Genutzt hat es damals nicht viel: Nach einer Reihe von gewalttätigen Aktionen und Schikanen der Behörden gegen die Indigenen wegen ihres Widerstandes gegen ein Bergbauvorhaben in Morona Santiago rief die Regierung sogar den Ausnahmezustand aus. Polizei- und Militärwillkür waren Tür und Tor geöffnet.

Das Bild zeigt im Vordergrund ein Gewehr, das an einen Baum gelehnt wurde, im Hintergrund sitzt ein Mann auf einem Baumstamm

Filmszene aus "Mein gestohlenes Land"    
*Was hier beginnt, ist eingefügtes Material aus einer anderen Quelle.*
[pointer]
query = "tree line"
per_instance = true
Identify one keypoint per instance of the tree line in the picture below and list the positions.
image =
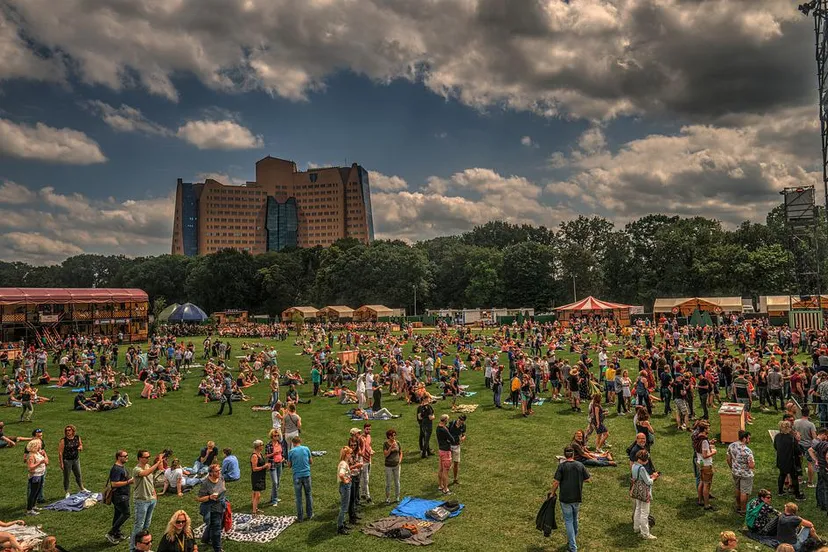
(495, 265)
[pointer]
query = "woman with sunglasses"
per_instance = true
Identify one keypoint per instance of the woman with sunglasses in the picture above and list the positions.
(178, 536)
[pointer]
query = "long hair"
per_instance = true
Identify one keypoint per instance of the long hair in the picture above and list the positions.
(187, 531)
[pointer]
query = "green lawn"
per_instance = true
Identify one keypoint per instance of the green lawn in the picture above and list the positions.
(508, 463)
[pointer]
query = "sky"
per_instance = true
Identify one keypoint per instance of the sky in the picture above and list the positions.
(464, 111)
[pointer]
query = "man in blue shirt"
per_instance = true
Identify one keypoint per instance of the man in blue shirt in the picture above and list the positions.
(230, 466)
(300, 460)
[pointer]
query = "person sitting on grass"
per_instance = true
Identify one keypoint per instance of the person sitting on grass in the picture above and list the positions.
(587, 457)
(760, 516)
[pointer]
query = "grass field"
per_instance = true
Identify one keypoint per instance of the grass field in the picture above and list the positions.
(508, 463)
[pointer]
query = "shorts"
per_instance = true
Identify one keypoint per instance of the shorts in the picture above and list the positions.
(706, 473)
(743, 484)
(445, 459)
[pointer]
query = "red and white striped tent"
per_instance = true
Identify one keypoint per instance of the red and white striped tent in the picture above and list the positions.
(591, 305)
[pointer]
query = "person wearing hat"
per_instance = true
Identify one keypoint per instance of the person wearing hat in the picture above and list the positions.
(457, 428)
(425, 417)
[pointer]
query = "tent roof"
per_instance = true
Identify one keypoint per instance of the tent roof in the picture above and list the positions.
(165, 314)
(188, 313)
(375, 308)
(59, 296)
(591, 303)
(339, 309)
(306, 311)
(725, 303)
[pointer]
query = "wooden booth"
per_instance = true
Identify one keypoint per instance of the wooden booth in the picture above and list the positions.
(591, 306)
(47, 314)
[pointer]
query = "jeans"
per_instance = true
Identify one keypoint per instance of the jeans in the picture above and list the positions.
(300, 484)
(425, 437)
(392, 475)
(344, 499)
(34, 487)
(71, 466)
(570, 515)
(227, 402)
(275, 478)
(641, 523)
(354, 502)
(822, 489)
(121, 506)
(365, 479)
(213, 530)
(143, 518)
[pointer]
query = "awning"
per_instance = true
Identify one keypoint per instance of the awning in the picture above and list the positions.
(62, 296)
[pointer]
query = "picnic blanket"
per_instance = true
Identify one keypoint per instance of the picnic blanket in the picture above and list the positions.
(75, 502)
(29, 536)
(763, 539)
(537, 402)
(415, 507)
(249, 528)
(423, 537)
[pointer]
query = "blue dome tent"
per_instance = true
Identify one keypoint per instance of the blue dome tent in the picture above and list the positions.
(187, 313)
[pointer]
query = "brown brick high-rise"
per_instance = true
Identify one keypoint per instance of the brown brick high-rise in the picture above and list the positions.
(282, 208)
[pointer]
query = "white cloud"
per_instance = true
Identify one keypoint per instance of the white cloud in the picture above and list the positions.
(595, 59)
(127, 119)
(226, 134)
(382, 183)
(45, 226)
(45, 143)
(461, 202)
(528, 142)
(732, 173)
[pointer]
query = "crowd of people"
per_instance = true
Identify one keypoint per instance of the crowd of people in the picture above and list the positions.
(684, 369)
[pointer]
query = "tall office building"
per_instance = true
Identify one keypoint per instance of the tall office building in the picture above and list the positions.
(282, 208)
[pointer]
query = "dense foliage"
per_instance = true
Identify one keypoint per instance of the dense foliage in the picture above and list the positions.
(497, 264)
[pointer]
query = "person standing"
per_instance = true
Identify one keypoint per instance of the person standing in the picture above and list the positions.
(641, 513)
(392, 451)
(258, 472)
(227, 395)
(742, 463)
(274, 454)
(69, 449)
(569, 479)
(120, 481)
(425, 417)
(300, 461)
(144, 495)
(343, 474)
(457, 428)
(36, 462)
(445, 441)
(211, 495)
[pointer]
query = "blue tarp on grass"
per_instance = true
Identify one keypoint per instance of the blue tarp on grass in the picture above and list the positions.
(417, 507)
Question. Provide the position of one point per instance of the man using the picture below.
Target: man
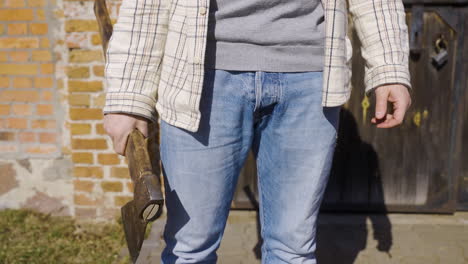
(229, 76)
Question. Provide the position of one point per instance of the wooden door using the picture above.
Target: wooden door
(408, 168)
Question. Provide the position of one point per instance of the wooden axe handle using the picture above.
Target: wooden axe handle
(104, 22)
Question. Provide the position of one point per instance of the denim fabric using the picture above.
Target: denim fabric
(280, 117)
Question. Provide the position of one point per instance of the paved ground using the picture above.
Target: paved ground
(349, 238)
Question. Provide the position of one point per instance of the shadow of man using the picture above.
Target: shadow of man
(354, 185)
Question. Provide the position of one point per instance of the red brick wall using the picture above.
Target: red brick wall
(28, 112)
(51, 99)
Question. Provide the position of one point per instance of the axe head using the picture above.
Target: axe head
(147, 200)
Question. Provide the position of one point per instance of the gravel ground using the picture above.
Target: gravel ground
(347, 239)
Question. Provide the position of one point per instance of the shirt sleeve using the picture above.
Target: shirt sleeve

Vor allem sind es Absprachen zwischen der Regierung Correa und der Administration Chinas, die in dem Film abgehandelt werden. Rafael Correa amtierte von 2007 bis 2017. Schon lange wurde ihm vorgeworfen, tausende Verträge mit chinesischen Regierungsstellen unterzeichnet zu haben, die eine weitreichende Wirtschaftskooperation möglich machen sollten. Correa, angetreten und bekannt dafür, ein linkes Programm zu verfolgen, soll dabei eine unrühmliche Rolle gespielt haben. Dabei hatte er dem Land einen wirtschaftlichen und kulturellen Sprung ermöglicht, Schulen und Krankenhäuser gebaut. Einige indigene Gruppen entzogen ihm die Unterstützung.

Der Ex-Regierungsberater, frühere Gewerkschafter und nun Enthüllungsjournalist Fernando Villavicencio hatte sich auf die Spur Correas gesetzt und dabei eine große Anzahl geheim gehaltener Verträge öffentlich gemacht über die Ausbeutung von Rohstoffen insbesondere auf dem Gebiet, wo die indigene Bevölkerung lebt. Mithilfe indigener Aktivist*innen in der Gemeinde Sarayaku konnte Villavicencio der Polizei und Geheimdiensten, die auf ihn angesetzt waren, entkommen.

Correa selbst wurde nach Amtsende wegen Korruption angeklagt und zu acht Jahren Gefängnis verurteilt. Dies fiel bereits in die Amtszeit seines Nachfolgers Lenín Moreno, einst enger Parteifreund Correas, der sich jedoch alsbald von ihm abgesetzt hatte. Wiese dokumentiert in seinem Film Villavicencios Aussagen über Korruption und Repression, begleitet ihn in den Regenwald.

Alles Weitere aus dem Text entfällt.